A Kentucky court issued a permanent injunction prohibiting the Kentucky State Police from taking any criminal action against hemp products with 0.3% delta-9 THC or less, including delta-8 THC products. The permanent injunction follows a temporary injunction issued in the same case earlier this year. The case relates to the Kentucky Department of Agriculture’s April 2021 letter stating that delta-8 THC is illegal and warning that actions involving delta-8 THC could result in administrative and criminal penalties. The court’s decision will likely inspire another legislative effort next year to regulate delta-8 THC in Kentucky, perhaps something similar to SB 170—a bill that passed the state Senate in 2022 but failed to pass the House.
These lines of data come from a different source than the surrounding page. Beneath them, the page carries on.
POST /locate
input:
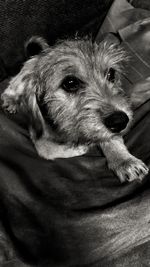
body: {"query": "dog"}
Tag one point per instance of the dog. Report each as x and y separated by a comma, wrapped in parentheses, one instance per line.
(72, 94)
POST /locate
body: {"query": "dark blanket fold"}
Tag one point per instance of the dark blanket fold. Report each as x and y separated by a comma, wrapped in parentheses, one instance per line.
(73, 212)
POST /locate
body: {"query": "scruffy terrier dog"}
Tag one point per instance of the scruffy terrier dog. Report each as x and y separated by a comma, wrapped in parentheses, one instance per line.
(73, 95)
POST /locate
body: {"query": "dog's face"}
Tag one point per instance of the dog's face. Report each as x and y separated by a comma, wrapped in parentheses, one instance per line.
(82, 91)
(78, 88)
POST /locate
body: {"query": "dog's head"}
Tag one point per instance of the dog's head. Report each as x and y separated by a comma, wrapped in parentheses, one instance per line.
(75, 88)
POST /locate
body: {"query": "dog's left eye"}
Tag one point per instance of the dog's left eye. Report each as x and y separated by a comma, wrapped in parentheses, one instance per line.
(111, 75)
(71, 84)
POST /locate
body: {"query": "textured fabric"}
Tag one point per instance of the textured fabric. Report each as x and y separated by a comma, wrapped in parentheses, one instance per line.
(73, 212)
(52, 19)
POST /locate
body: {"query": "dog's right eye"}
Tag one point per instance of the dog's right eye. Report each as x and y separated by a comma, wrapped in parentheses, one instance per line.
(71, 84)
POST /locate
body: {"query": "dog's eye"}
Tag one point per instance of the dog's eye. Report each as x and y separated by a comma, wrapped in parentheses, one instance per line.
(111, 75)
(71, 84)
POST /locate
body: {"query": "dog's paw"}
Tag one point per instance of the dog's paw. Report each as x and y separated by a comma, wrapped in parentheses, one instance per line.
(130, 170)
(8, 103)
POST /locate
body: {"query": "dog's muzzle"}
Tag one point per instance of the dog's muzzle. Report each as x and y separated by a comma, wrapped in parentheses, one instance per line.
(117, 121)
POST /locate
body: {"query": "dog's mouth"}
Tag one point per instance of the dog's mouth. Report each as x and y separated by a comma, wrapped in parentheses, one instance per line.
(116, 122)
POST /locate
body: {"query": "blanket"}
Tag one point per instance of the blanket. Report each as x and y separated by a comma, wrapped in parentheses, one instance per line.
(75, 212)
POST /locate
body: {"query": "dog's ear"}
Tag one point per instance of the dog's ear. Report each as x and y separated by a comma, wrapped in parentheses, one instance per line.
(35, 45)
(21, 97)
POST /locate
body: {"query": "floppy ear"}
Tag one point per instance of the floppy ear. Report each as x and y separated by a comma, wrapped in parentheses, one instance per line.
(35, 45)
(21, 96)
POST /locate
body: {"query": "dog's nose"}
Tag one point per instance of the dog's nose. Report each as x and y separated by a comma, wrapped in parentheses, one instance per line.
(117, 121)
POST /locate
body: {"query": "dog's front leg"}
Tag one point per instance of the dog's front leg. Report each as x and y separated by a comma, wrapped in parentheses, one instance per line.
(120, 161)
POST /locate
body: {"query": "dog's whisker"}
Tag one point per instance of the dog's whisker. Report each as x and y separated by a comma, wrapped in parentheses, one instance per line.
(75, 97)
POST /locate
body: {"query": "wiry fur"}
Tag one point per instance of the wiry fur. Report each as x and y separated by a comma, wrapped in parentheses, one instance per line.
(65, 124)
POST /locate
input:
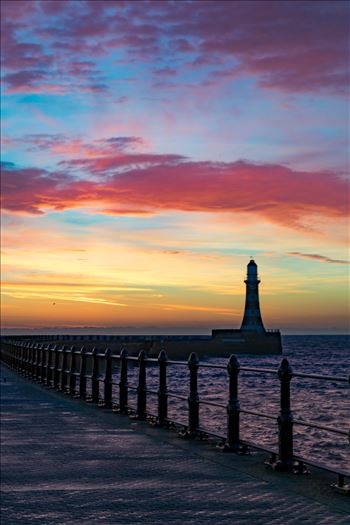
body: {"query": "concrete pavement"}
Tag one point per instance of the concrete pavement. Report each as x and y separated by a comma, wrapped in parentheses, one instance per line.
(65, 461)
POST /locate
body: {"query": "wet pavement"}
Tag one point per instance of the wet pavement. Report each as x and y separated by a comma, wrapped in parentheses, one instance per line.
(65, 461)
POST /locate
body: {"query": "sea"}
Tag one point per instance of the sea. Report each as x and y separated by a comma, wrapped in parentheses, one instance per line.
(314, 401)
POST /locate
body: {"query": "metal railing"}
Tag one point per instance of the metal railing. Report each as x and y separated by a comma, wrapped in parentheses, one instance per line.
(89, 376)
Lastly, on July 20, the Idaho Department of Agriculture announced its intention to, beginning November 1, take enforcement action against hemp and hemp-derived animal feeds and remedies, products which the Department considers illegal. The National Animal Supplement Council (NASC) quickly reached out to the Department to raise concerns and request a meeting. According to NASC, it is unclear whether the Department’s policy will apply to dosage form animal health products, which are not typically regulated as animal food or feed products. Additionally, NASC pointed out that robust data shows that properly manufactured hemp food and feed products do not pose high risk to animals for negative health consequences. We thank NASC for its leadership on this important issue and will monitor its discussions with the Department.